Since the composition of the present invention does not contain chlorine atoms, there is no fear of destruction of the ozone layer. Further, since the composition of the present invention contains a hydrogen atom, it has high reactivity with hydroxyl radicals in the atmosphere and is easily decomposed in the troposphere, so that the greenhouse effect is small.

[Brief description of the drawings]

FIG. 1 is a vapor-liquid equilibrium curve of a difluoromethyl 2,2,3,3-tetrafluoropropyl ether-ethanol system.

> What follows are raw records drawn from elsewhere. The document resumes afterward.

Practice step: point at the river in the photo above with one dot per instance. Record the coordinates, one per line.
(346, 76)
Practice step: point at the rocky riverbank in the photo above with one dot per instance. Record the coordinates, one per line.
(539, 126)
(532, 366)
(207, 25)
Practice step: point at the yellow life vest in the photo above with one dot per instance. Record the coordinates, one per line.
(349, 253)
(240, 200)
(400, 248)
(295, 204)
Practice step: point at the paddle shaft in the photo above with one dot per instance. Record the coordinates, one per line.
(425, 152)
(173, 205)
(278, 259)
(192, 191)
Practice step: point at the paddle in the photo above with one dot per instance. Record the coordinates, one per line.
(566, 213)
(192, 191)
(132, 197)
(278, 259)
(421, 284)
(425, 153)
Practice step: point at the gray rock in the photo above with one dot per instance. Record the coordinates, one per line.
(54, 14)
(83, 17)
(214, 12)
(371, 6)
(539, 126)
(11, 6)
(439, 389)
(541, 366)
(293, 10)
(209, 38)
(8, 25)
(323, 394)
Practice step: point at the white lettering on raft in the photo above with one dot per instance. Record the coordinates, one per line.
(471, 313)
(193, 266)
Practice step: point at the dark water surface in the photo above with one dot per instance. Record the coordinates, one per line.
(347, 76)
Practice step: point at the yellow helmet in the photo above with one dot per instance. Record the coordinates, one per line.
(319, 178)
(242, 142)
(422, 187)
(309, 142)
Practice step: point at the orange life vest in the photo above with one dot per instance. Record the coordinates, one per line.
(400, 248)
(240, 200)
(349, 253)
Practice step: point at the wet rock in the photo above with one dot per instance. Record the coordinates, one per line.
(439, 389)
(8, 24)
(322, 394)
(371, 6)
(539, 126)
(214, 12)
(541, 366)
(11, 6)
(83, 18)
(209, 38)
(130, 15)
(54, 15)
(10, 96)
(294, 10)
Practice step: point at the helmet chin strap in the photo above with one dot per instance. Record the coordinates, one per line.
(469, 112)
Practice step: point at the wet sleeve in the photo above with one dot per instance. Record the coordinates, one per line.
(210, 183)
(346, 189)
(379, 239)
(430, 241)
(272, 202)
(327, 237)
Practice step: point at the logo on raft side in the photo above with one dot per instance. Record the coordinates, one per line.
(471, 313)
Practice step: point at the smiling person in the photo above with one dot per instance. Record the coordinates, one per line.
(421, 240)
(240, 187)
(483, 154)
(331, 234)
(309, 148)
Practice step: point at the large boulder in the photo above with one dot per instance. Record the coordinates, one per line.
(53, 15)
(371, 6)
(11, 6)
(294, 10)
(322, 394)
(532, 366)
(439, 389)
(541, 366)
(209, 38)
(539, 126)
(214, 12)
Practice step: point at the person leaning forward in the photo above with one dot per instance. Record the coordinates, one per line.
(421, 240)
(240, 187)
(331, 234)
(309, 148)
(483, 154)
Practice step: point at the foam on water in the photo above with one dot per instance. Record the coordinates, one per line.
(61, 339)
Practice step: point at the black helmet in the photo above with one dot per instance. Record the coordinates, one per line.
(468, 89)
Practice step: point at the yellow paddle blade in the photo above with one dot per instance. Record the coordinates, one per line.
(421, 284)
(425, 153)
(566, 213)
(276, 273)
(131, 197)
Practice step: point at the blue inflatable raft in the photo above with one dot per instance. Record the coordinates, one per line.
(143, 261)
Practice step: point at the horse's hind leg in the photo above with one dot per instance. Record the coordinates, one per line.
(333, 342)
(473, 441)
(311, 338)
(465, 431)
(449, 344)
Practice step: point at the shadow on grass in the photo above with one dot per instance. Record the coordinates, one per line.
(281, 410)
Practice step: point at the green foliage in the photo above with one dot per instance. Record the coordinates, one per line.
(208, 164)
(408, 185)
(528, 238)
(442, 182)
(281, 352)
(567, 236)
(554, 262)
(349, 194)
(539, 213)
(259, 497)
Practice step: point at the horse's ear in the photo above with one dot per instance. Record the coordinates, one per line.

──────────────────────────────────────────────────の Continued on the front page (51) Int.Cl. ⁶ Identification code FI C11D 7/50 C11D 7/50 C23G 5/032 C23G 5/032 (73) Patent holder 000002200 Central Glass Co., Ltd. Ube City, Yamaguchi Prefecture 5253 Okibe (73) Patent holder 000000044 Asahi Glass Co., Ltd. 2-1-2 Marunouchi, Chiyoda-ku, Tokyo (73) Patent holder 000174851 Mitsui Dupont Fluorochemical Co., Ltd. 1-5-18 Sarugakucho, Chiyoda-ku, Tokyo (73) Patent holder 000003300 Tosoh Corporation 4560 Kaisei-cho, Shinnanyo-shi, Yamaguchi (74) The above six agents Patent attorney Kazuo Shamoto (5 outside) (72) Inventor Akira Sekiya Higashi, Tsukuba, Ibaraki 1-Chome First Industrial Technology Research Institute of Materials Science and Technology (72) Inventor Shiro Yamashita Hongo Wakai 2-40-17 Hongo 2-chome, Bunkyo-ku, Tokyo 6th floor of building New Technology Refrigerant Project Office, Global Organization for Industrial Technology Research Institute (72) Inventor Haruaki Ito 2-40-17, Hongo, Bunkyo-ku, Tokyo Hongo Wakai Building 6th floor 6th Floor of Global Environmental Industry Research Institute New Generation Refrigerant Project Room (72) Inventor Yoshihiko Goto 2-40-17 Hongo, Bunkyo-ku, Tokyo Hongo Wakai Building 6F New Generation Refrigerant Project Room (72) Inventor Suga Atsushi 2-40-17 Hongo, Bunkyo-ku, Tokyo Hongo Wakai Building 6F Inside the New Generation Refrigerant Project Office, Research Organization of Environmental Technology, Japan (72) Inventor Yuji Mochizuki 2-40-17 Hongo, Bunkyo-ku, Tokyo Hongo Wakai Building 6F Hongo Wakai Building 6F Hongo Wakai Bldg. 6F, Hongo Wakai Bldg. Surgery New Generation refrigerant project chamber examiner Tomo Fujimori Ichiro (58) investigated the field (Int.Cl. ^6, DB name) C07C 43/12 B01D 12/00 C07C 31/08 C11D 7/26 C11D 7/28 C11D 7 / 50 C23G 5/032 CA (STN) CAOLD (STN) REGISTRY (STN)

Claims (4)

(57) [Claims] 1. An azeotropic composition comprising difluoromethyl 2,2,3,3-tetrafluoropropyl ether and ethanol. 2. The azeotropic composition according to claim 1, comprising 47 to 67 mol% of difluoromethyl 2,2,3,3-tetrafluoropropyl ether and 33 to 53 mol% of ethanol. 3. A cleaning solvent comprising the composition according to claim 1. 4. A solvent for draining and drying, comprising the composition of claim 1.